Q) If a person can’t play or write to express themselves they can listen to something that resonates so which artists really hit a nerve for you?

A) There are hundreds. I currently have a Spotify playlist on the go, just of Country and Folk artists that inspired Ghost In The Tanglewood, and I’m up to about 40 bands and artists. I have very eclectic tastes too, so there must be at least the same amount of rock artists that inspire my more rock-based stuff, then there’s punk, extreme music, pop music. I couldn’t put a number of the amount of musicians that resonate with me. I’m finding new inspiration every day from artists that enter my radar. Basically, music resonates with me, and anything honest hits some kind of nerve for me.

Q) Through all the bands you’ve been a part of and all the talented musicians you’ve collaborated with, has there

been a moment when you felt complete euphoria, like it couldn’t get any better than this?

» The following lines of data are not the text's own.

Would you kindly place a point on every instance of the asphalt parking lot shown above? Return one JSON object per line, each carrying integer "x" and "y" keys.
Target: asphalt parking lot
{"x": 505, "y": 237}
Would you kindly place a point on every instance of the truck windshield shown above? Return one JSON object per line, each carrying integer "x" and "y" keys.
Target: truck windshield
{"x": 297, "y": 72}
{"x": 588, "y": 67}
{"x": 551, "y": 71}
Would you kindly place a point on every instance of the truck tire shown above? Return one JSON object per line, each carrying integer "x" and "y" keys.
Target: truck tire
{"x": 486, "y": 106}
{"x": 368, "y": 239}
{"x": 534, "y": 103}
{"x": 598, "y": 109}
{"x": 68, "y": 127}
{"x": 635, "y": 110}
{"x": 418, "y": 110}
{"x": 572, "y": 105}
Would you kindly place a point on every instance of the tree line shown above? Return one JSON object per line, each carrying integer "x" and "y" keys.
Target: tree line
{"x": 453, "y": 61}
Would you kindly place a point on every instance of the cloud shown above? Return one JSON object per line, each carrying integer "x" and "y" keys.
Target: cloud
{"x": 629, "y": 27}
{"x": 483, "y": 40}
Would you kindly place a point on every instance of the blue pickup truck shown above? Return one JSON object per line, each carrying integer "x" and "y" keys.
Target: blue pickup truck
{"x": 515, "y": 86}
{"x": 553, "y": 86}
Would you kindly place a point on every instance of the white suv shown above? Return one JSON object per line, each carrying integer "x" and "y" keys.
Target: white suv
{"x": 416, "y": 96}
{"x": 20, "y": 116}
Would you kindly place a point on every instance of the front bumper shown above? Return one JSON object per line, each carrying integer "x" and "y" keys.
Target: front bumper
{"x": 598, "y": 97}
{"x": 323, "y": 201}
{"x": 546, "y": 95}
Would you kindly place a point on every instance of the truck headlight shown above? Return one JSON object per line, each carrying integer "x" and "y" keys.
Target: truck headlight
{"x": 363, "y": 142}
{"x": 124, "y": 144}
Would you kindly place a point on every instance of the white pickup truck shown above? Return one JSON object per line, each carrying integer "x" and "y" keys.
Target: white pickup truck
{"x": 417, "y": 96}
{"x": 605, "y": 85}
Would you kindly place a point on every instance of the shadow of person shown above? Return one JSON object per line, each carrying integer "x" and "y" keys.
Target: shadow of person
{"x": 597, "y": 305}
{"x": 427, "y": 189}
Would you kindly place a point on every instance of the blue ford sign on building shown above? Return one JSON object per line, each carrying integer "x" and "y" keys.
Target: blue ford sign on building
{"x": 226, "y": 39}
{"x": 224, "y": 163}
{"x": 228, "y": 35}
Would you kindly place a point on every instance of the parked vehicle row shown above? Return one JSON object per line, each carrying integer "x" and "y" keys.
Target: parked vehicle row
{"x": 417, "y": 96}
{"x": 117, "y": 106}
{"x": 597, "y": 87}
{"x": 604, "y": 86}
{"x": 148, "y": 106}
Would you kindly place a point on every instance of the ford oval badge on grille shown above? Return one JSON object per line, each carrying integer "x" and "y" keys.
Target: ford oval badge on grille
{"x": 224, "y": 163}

A)Yes, many many times. I’m lucky that I have worked with most of my favourite musicians, old and new. I’ve had so many euphoric moments of musical perfection that trying to pick one would be like choosing your favourite hair on your dog.

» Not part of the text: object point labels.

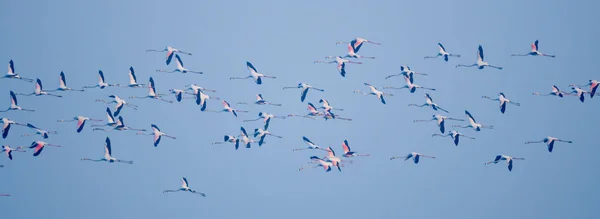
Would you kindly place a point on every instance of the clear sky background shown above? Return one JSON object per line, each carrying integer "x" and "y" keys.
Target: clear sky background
{"x": 283, "y": 38}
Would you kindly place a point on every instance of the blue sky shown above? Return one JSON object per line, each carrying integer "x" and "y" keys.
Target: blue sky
{"x": 283, "y": 39}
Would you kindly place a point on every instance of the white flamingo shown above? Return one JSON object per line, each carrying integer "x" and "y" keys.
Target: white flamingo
{"x": 133, "y": 79}
{"x": 311, "y": 145}
{"x": 201, "y": 98}
{"x": 157, "y": 135}
{"x": 414, "y": 155}
{"x": 108, "y": 155}
{"x": 508, "y": 160}
{"x": 375, "y": 92}
{"x": 480, "y": 61}
{"x": 180, "y": 67}
{"x": 7, "y": 124}
{"x": 429, "y": 103}
{"x": 406, "y": 72}
{"x": 8, "y": 150}
{"x": 11, "y": 74}
{"x": 185, "y": 188}
{"x": 341, "y": 63}
{"x": 555, "y": 92}
{"x": 120, "y": 103}
{"x": 549, "y": 142}
{"x": 170, "y": 52}
{"x": 266, "y": 117}
{"x": 593, "y": 84}
{"x": 503, "y": 100}
{"x": 454, "y": 135}
{"x": 534, "y": 51}
{"x": 152, "y": 94}
{"x": 253, "y": 74}
{"x": 410, "y": 86}
{"x": 39, "y": 131}
{"x": 63, "y": 84}
{"x": 441, "y": 120}
{"x": 81, "y": 121}
{"x": 38, "y": 147}
{"x": 473, "y": 124}
{"x": 14, "y": 104}
{"x": 304, "y": 90}
{"x": 261, "y": 101}
{"x": 101, "y": 83}
{"x": 442, "y": 53}
{"x": 39, "y": 90}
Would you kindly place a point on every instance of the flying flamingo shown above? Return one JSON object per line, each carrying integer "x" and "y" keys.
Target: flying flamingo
{"x": 180, "y": 67}
{"x": 6, "y": 127}
{"x": 311, "y": 145}
{"x": 442, "y": 53}
{"x": 63, "y": 84}
{"x": 593, "y": 84}
{"x": 480, "y": 61}
{"x": 429, "y": 103}
{"x": 39, "y": 131}
{"x": 375, "y": 92}
{"x": 266, "y": 117}
{"x": 508, "y": 160}
{"x": 350, "y": 153}
{"x": 201, "y": 98}
{"x": 170, "y": 51}
{"x": 503, "y": 100}
{"x": 358, "y": 42}
{"x": 261, "y": 101}
{"x": 473, "y": 124}
{"x": 120, "y": 103}
{"x": 352, "y": 53}
{"x": 253, "y": 74}
{"x": 555, "y": 92}
{"x": 101, "y": 83}
{"x": 8, "y": 150}
{"x": 454, "y": 135}
{"x": 244, "y": 139}
{"x": 14, "y": 104}
{"x": 152, "y": 94}
{"x": 227, "y": 139}
{"x": 39, "y": 90}
{"x": 329, "y": 115}
{"x": 549, "y": 142}
{"x": 133, "y": 79}
{"x": 186, "y": 188}
{"x": 38, "y": 146}
{"x": 322, "y": 163}
{"x": 312, "y": 112}
{"x": 326, "y": 106}
{"x": 410, "y": 86}
{"x": 157, "y": 134}
{"x": 534, "y": 51}
{"x": 108, "y": 155}
{"x": 227, "y": 108}
{"x": 406, "y": 72}
{"x": 305, "y": 87}
{"x": 341, "y": 63}
{"x": 10, "y": 74}
{"x": 80, "y": 121}
{"x": 441, "y": 120}
{"x": 110, "y": 122}
{"x": 579, "y": 92}
{"x": 414, "y": 155}
{"x": 261, "y": 134}
{"x": 195, "y": 88}
{"x": 119, "y": 126}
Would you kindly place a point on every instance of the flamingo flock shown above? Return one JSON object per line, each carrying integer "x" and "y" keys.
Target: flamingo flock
{"x": 115, "y": 122}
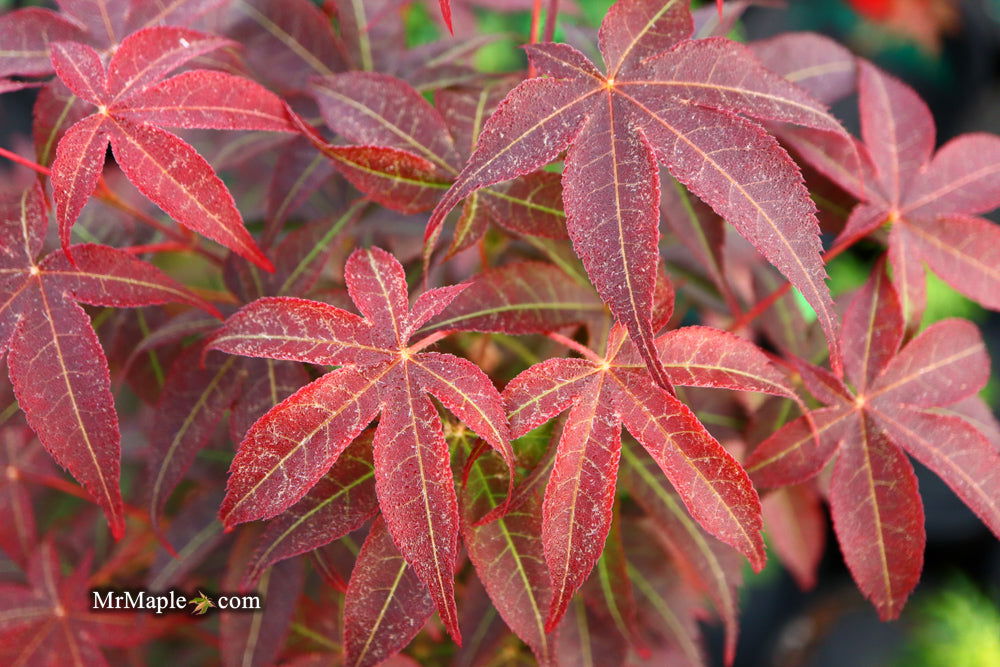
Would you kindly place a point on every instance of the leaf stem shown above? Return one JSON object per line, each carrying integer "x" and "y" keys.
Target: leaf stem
{"x": 550, "y": 21}
{"x": 536, "y": 15}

Q) I’ve always wondered about the pressure on an artist to produce album after album - to keep up with the record label demands as well as the public’s. Is there a fear for an artist that taking too much time out to ‘live’ and gain inspiration might get them dropped?

A)Speaking only for myself, I’m always writing. Whatever I’m doing, walking the dog, making lunch, there are ideas popping into my head, so when it comes time to write a new album I’m already feeling what shape it will be. Therefore, for me there is no pressure, it’s just what I do. I’m very fortunate to have carved out a life for myself doing my favourite thing, which is what I’m best at. I also have my own record label, so the chances of me getting dropped are very slim.

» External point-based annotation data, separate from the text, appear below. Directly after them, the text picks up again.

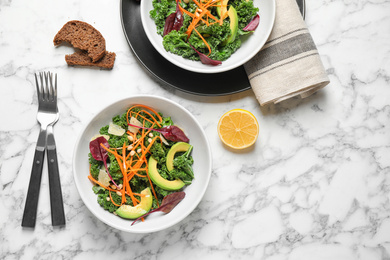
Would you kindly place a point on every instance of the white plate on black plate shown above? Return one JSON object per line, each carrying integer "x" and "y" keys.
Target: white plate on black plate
{"x": 217, "y": 84}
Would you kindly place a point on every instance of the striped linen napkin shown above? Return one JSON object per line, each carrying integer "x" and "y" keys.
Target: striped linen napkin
{"x": 289, "y": 64}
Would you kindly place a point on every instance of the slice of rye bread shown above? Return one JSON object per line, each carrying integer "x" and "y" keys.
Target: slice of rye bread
{"x": 82, "y": 36}
{"x": 81, "y": 58}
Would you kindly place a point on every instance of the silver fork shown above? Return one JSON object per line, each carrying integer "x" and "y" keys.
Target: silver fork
{"x": 47, "y": 116}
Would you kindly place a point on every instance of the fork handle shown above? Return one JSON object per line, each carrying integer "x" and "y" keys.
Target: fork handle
{"x": 56, "y": 202}
{"x": 30, "y": 208}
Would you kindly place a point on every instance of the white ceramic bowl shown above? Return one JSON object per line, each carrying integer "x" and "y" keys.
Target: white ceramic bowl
{"x": 251, "y": 44}
{"x": 194, "y": 192}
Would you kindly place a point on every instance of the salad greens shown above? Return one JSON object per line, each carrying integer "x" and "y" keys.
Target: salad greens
{"x": 119, "y": 159}
{"x": 203, "y": 26}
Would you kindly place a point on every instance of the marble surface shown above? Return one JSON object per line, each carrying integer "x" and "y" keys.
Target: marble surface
{"x": 315, "y": 186}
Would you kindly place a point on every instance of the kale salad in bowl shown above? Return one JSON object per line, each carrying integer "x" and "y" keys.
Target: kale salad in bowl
{"x": 208, "y": 36}
{"x": 142, "y": 164}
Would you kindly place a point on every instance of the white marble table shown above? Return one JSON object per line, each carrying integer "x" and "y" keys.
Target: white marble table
{"x": 315, "y": 186}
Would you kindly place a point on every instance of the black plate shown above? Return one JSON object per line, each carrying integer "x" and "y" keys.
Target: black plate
{"x": 217, "y": 84}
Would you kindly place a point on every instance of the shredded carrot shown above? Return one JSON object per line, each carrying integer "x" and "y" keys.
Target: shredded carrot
{"x": 132, "y": 156}
{"x": 113, "y": 202}
{"x": 207, "y": 45}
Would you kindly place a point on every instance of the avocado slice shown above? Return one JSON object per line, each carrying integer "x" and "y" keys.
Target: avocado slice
{"x": 222, "y": 11}
{"x": 178, "y": 147}
{"x": 160, "y": 181}
{"x": 233, "y": 24}
{"x": 129, "y": 212}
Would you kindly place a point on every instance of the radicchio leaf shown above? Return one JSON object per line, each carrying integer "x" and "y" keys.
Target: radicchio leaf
{"x": 168, "y": 203}
{"x": 252, "y": 25}
{"x": 99, "y": 153}
{"x": 205, "y": 59}
{"x": 174, "y": 21}
{"x": 171, "y": 133}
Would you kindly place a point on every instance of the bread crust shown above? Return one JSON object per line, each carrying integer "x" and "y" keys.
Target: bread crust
{"x": 81, "y": 58}
{"x": 83, "y": 36}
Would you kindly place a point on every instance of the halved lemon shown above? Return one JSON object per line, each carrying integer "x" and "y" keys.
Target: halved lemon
{"x": 238, "y": 128}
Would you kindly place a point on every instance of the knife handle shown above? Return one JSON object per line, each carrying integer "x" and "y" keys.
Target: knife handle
{"x": 30, "y": 208}
{"x": 56, "y": 202}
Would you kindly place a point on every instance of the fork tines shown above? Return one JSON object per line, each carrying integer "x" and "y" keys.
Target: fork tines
{"x": 43, "y": 90}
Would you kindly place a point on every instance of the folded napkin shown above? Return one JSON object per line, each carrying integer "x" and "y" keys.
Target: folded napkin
{"x": 289, "y": 64}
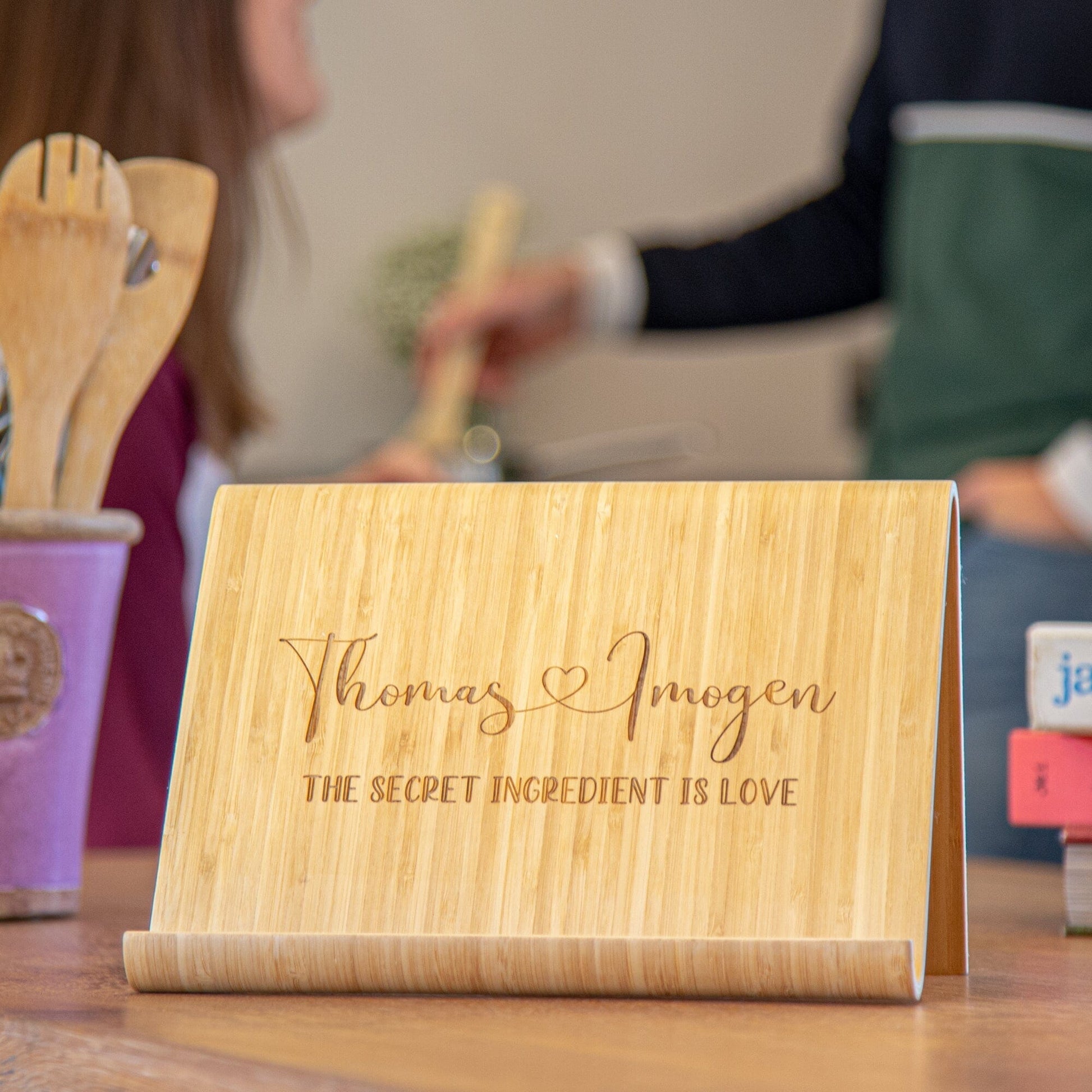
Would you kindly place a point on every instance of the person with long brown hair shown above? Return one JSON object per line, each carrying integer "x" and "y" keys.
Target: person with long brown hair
{"x": 210, "y": 81}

Q) You’ve got some dates on your own and some supporting The Levellers throughout February and March. How much does the night and occasion differ when you play as support?

A) Playing support, especially to a band like The Levellers, who have a very discerning audience, is as exciting as it gets in this business. Going onstage cold and making the crowd like you, in 40 minutes, it’s a skill that musicians should force themselves to sharpen. This is how we learned in the first place, how we crafted our style and approach. Obviously, it’s great to play to your own crowd and have them sing back every word to you, but I really enjoy the tickle of fear in playing to an unknown audience.

Q) Your blog posts have been an insight into life on the road. Do you feel more compelled to engage with fans over social media these days, perhaps because it is more interactive?

A) I’ve always interacted with the fans, and when I first started engaging with them online, back in 1997 or something, it proved to be a great way of further breaking down the pointless barriers between musician and fan. For me, the most sacred thing in this line of work is my relationship with my supporters. They’re a community that look after themselves, and they even look after me from time to time. They’re a barometer for my honesty and the quality of my output, and they deserve everything I can possibly give them.

Q) Can I ask how much you agree it is important to play your own part in the world and not to simply copy but inject your own spirit into anything you create?

A) I don’t understand why anyone would want to be a copy. Surely expressing yourself is the whole point of doing this? Be inspired, obviously, even down to your style of playing, singing or writing, but inject yourself in there. Otherwise, surely you’re just an actor and not a musician?

Q) Behind music is an artist who isn’t afraid of being themselves. But would you say that this comes at a price?

A) You have to sacrifice something for a life in music. I’ve seen a lot of people disappear from the music scene because they wanted their cake and eat it too, but it just doesn’t work like that. Not for the regular musician anyway. If you want to make music your life you have to make sacrifices.

Q) What helps you stay grounded when you may easily be lost in music?

A) Family. Being of service to my family is everything. It keeps me focused and productive. Without them Idon’t think I’d even care about making money at all.